Connect 4? Why Not More?

HPHS students invent new games for Scottie Joe’s coffee customers

Engineering, problem-solving, technology, mechanics – Highland Park High School MAPS program students employed those and other skills for a recent project.

The Moody Advanced Professional Studies (MAPS) program challenged students to make tabletop games for customers of Scottie Joe’s coffee shop to interact with while they wait for their drinks.

Scottie Joe’s is an 18+ program-run coffee shop on the campus that is accessible to all students and teachers. The menu features a wide range of drinks, from hot coffee to iced lemonade.

Project parameters were mainly wide open except for a deadline.

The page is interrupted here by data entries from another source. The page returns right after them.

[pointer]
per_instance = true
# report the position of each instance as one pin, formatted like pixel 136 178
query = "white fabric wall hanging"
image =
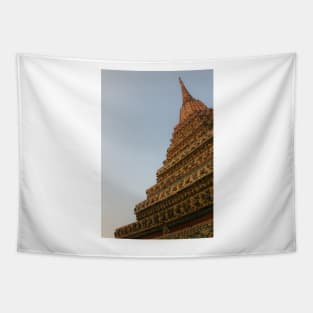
pixel 156 159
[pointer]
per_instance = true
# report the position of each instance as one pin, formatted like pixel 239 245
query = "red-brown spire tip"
pixel 185 93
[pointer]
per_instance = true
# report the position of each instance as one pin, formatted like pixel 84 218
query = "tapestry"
pixel 189 158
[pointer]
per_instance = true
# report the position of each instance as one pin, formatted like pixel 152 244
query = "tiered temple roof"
pixel 180 204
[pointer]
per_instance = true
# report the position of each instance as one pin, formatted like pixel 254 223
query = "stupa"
pixel 180 204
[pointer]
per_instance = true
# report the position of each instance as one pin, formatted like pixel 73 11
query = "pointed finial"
pixel 185 93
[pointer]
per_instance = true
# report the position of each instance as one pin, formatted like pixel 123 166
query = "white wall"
pixel 152 30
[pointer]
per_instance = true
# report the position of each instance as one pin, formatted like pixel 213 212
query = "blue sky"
pixel 139 111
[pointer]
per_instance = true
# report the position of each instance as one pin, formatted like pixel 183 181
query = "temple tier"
pixel 180 204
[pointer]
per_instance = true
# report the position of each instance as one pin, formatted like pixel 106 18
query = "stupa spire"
pixel 185 93
pixel 190 104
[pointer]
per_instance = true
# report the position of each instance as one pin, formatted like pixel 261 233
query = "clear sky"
pixel 139 112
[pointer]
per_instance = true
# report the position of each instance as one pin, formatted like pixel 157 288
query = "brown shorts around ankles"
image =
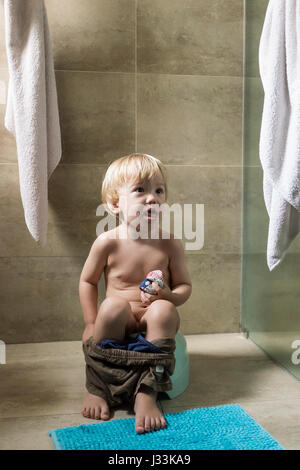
pixel 117 374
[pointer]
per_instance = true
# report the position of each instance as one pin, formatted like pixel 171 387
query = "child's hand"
pixel 162 293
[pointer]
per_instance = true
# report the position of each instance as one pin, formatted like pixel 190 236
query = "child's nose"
pixel 150 198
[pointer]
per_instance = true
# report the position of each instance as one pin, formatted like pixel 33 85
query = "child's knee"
pixel 163 313
pixel 114 309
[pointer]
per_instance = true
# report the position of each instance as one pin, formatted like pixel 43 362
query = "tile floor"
pixel 42 387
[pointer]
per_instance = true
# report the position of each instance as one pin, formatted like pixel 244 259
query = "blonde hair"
pixel 136 167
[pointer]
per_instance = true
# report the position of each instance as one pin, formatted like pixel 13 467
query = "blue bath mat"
pixel 226 427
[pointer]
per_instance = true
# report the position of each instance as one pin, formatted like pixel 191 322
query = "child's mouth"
pixel 151 213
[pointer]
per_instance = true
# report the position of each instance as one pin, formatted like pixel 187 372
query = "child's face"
pixel 135 197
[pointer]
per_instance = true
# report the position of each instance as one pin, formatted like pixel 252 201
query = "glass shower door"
pixel 270 300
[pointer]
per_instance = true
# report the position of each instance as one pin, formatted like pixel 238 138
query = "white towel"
pixel 279 146
pixel 32 110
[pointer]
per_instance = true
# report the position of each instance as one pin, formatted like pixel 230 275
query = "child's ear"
pixel 113 208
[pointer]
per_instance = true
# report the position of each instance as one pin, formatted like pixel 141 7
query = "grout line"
pixel 242 322
pixel 104 165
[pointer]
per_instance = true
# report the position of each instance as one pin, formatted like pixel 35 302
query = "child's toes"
pixel 147 424
pixel 157 424
pixel 163 422
pixel 105 413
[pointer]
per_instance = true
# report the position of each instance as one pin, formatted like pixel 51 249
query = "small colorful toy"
pixel 156 276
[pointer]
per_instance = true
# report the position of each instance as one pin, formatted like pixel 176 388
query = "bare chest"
pixel 130 263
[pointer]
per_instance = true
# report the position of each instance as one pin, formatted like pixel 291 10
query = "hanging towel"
pixel 279 146
pixel 32 110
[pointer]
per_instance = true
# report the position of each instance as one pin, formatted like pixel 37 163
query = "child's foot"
pixel 148 415
pixel 95 407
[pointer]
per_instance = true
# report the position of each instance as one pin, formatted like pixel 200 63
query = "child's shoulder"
pixel 171 241
pixel 104 241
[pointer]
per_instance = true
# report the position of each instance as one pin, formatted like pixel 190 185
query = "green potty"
pixel 181 375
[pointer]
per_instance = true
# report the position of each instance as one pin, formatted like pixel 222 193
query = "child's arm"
pixel 181 283
pixel 88 283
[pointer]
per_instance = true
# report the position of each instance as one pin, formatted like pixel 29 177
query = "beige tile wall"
pixel 162 77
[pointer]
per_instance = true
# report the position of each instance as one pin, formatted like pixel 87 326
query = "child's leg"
pixel 113 320
pixel 161 321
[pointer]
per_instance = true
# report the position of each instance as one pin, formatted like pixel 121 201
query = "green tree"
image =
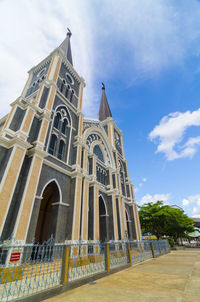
pixel 160 220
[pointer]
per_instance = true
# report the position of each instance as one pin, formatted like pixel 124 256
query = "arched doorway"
pixel 102 220
pixel 45 224
pixel 128 224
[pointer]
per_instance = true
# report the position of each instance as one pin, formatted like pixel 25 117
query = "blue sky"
pixel 147 52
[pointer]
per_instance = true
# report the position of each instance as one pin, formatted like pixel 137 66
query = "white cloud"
pixel 136 189
pixel 144 38
pixel 153 198
pixel 170 133
pixel 192 204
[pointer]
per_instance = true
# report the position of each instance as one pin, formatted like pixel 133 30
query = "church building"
pixel 62 174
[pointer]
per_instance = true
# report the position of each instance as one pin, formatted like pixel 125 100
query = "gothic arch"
pixel 57 129
pixel 46 218
pixel 58 186
pixel 102 141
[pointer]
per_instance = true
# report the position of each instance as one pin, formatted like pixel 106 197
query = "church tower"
pixel 63 174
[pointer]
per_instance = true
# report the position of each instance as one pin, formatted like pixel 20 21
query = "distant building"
pixel 63 174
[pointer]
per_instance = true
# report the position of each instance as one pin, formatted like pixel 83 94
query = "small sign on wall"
pixel 15 257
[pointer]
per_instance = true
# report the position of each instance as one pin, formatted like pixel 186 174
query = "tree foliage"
pixel 160 220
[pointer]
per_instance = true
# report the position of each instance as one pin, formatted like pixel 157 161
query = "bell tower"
pixel 40 133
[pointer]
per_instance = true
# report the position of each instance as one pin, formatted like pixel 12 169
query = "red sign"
pixel 15 257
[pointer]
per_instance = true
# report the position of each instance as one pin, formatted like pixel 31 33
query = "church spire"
pixel 104 110
pixel 65 46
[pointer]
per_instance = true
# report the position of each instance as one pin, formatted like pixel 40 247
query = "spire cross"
pixel 69 33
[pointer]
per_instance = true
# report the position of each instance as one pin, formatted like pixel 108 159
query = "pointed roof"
pixel 104 110
pixel 65 46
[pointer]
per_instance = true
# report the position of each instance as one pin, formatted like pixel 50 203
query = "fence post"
pixel 107 257
pixel 159 248
pixel 129 252
pixel 65 264
pixel 152 249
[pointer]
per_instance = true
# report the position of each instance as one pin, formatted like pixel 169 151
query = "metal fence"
pixel 32 268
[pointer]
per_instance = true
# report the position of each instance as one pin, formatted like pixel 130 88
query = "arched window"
pixel 61 149
pixel 62 86
pixel 59 142
pixel 57 120
pixel 97 151
pixel 64 126
pixel 52 145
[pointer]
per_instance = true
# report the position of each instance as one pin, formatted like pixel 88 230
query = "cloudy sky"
pixel 147 52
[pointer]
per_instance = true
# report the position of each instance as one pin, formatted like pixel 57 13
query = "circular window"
pixel 69 79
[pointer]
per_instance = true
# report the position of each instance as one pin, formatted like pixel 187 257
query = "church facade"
pixel 63 174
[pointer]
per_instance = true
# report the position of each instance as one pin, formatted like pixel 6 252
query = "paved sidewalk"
pixel 174 277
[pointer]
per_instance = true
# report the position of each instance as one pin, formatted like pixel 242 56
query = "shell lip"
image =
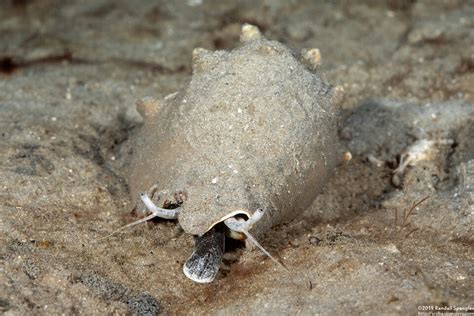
pixel 229 215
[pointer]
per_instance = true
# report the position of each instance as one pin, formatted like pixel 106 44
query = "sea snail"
pixel 247 144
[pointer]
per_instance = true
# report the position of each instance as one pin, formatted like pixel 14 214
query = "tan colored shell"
pixel 254 128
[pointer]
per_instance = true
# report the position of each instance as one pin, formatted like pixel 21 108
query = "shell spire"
pixel 250 33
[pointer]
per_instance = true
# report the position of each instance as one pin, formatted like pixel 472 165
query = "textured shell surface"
pixel 253 128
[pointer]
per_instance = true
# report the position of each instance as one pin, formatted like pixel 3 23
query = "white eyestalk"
pixel 243 226
pixel 155 212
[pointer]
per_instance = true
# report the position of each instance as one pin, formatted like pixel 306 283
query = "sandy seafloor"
pixel 70 72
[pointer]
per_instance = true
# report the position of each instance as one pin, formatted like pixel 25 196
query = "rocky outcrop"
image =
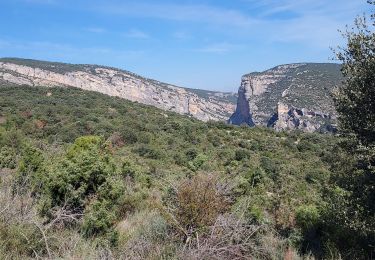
pixel 287 97
pixel 206 105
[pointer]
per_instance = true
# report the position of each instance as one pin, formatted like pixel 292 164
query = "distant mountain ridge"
pixel 291 96
pixel 201 104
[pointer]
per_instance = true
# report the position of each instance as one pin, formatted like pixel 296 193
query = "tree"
pixel 353 196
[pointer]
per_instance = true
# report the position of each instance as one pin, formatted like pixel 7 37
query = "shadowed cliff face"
pixel 294 96
pixel 203 105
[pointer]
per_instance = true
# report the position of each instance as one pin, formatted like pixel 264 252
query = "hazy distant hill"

Juniors Charlie Poray and Row Dyer found inspiration in Connect 4, where two players take turns dropping their colored game pieces into a vertical game board until someone can complete a four-piece line of one color.

“We took the original idea of Connect 4 and said, ‘Why just two people?’” Poray said.

Poray and Dyer come from big families, so Connect 4 was never picked off the rack for game night. The boys wanted to make their game more interactive for a larger group of people.

“We went through a number of design innovations to try to accomplish our goal of keeping the design style and play style of Connect 4 but being able to add more people,” Dyer said.

The two boys then took their ideas to paper and started with a 2D drawing. After the paper schematics, Dyer and Poray put their ideas into the Fusion 360 3D printing software to print their game.

Other students found inspiration from games such as Shuffleboard and Battleship.